Touba outragée : Des propos jugés diffamatoires
La plainte, introduite par Serigne Modou Maroun Niang et Serigne Mourtalla Bousso au nom du Collectif, fait suite aux propos tenus par Ousmane Sonko le week-end dernier lors de l'inauguration du siège de son parti. Le leader des Patriotes y aurait affirmé que « de l'argent sale est entré dans la ville sainte de Touba ».
Pour les plaignants, cette sortie constitue une attaque frontale et injustifiée. Le collectif estime que ces déclarations portent « gravement atteinte à l'honneur, à la réputation et à l'image de Touba ainsi qu'à la dignité de ses habitants ».
Les propos incriminés jettent « le discrédit » sur la ville sainte et laissent « planer un soupçon général sur son intégrité morale et spirituelle », alors même que la cité fondée par Cheikh Ahmadou Bamba repose sur des valeurs de foi, de probité, de travail et de justice.
Les plaignants exigent des preuves et une audition de Sonko
Loin de vouloir s'en tenir à une simple indignation morale, les dignitaires mourides réclament des comptes et des preuves matérielles. Dans leur saisine, ils demandent expressément au procureur de la République d'ouvrir une enquête judiciaire afin d'élucider cette affaire.

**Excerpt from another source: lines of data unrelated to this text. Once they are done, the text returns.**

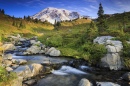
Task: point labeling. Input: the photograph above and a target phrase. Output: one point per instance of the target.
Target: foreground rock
(8, 56)
(8, 47)
(28, 71)
(84, 82)
(33, 50)
(112, 59)
(53, 52)
(126, 76)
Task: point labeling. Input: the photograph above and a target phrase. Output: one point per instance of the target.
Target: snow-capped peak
(51, 14)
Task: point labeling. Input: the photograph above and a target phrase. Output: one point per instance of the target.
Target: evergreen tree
(102, 27)
(91, 31)
(124, 20)
(36, 20)
(13, 24)
(24, 17)
(57, 25)
(2, 11)
(21, 25)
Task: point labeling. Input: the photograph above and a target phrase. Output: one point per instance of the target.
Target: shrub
(127, 62)
(69, 52)
(6, 77)
(95, 52)
(55, 41)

Le collectif sollicite notamment l'audition d'Ousmane Sonko pour qu'il vienne préciser devant la justice le sens exact de ses déclarations. Il souhaite aussi la production de preuves pour qu'il produise les éléments factuels sur lesquels reposent ses graves accusations d'introduction « d'argent sale » dans la ville sainte.

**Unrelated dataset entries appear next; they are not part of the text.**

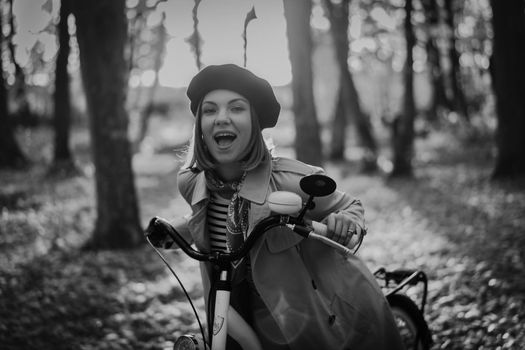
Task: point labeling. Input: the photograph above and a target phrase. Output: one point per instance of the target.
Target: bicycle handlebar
(316, 231)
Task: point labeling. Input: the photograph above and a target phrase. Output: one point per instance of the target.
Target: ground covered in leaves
(464, 230)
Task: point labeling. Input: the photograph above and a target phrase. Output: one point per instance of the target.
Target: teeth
(224, 138)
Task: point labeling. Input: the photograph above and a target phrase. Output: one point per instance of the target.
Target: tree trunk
(439, 95)
(10, 154)
(338, 141)
(102, 34)
(146, 113)
(63, 161)
(307, 141)
(403, 126)
(509, 84)
(460, 103)
(339, 20)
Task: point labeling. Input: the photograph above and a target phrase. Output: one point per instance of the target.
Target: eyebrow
(230, 101)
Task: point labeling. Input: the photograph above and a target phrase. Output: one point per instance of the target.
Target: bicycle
(283, 204)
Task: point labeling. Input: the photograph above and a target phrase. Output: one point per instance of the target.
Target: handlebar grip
(321, 229)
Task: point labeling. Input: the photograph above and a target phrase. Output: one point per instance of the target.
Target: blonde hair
(199, 157)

Si les investigations démontrent que ces affirmations sont dénuées de fondement, le collectif demande des poursuites formelles pour diffamation et diffusion de fausses nouvelles.

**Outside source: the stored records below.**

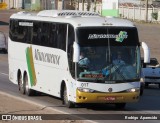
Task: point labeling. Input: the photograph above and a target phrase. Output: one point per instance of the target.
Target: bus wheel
(66, 102)
(120, 105)
(21, 85)
(28, 91)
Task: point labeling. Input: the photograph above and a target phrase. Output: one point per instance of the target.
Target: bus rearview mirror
(76, 52)
(146, 52)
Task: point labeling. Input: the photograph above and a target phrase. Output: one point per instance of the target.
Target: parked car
(3, 46)
(151, 72)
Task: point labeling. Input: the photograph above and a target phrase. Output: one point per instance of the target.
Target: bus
(44, 52)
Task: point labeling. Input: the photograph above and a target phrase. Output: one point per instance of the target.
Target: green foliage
(154, 15)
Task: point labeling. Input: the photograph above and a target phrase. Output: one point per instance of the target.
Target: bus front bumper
(85, 97)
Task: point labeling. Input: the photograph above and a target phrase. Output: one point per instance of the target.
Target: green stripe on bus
(30, 64)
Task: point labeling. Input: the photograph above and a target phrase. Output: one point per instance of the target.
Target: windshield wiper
(117, 70)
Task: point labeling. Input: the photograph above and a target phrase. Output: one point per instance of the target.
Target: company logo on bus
(118, 38)
(110, 89)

Un climat politique de plus en plus délétère
Cette plainte vient corroborer les analyses de figures médiatiques comme le journaliste de la TFM, Abdoulaye Cissé, ou encore les critiques du ministre des Transports, Abdoul Ahad Ndiaye, qui dénonçaient déjà un manque de respect flagrant et une grave erreur d'appréciation de la part du President de l'Assemblée nationale envers Touba.
En choisissant la voie judiciaire, les petits-fils de Serigne Touba contraignent Ousmane Sonko à assumer la portée de ses déclarations.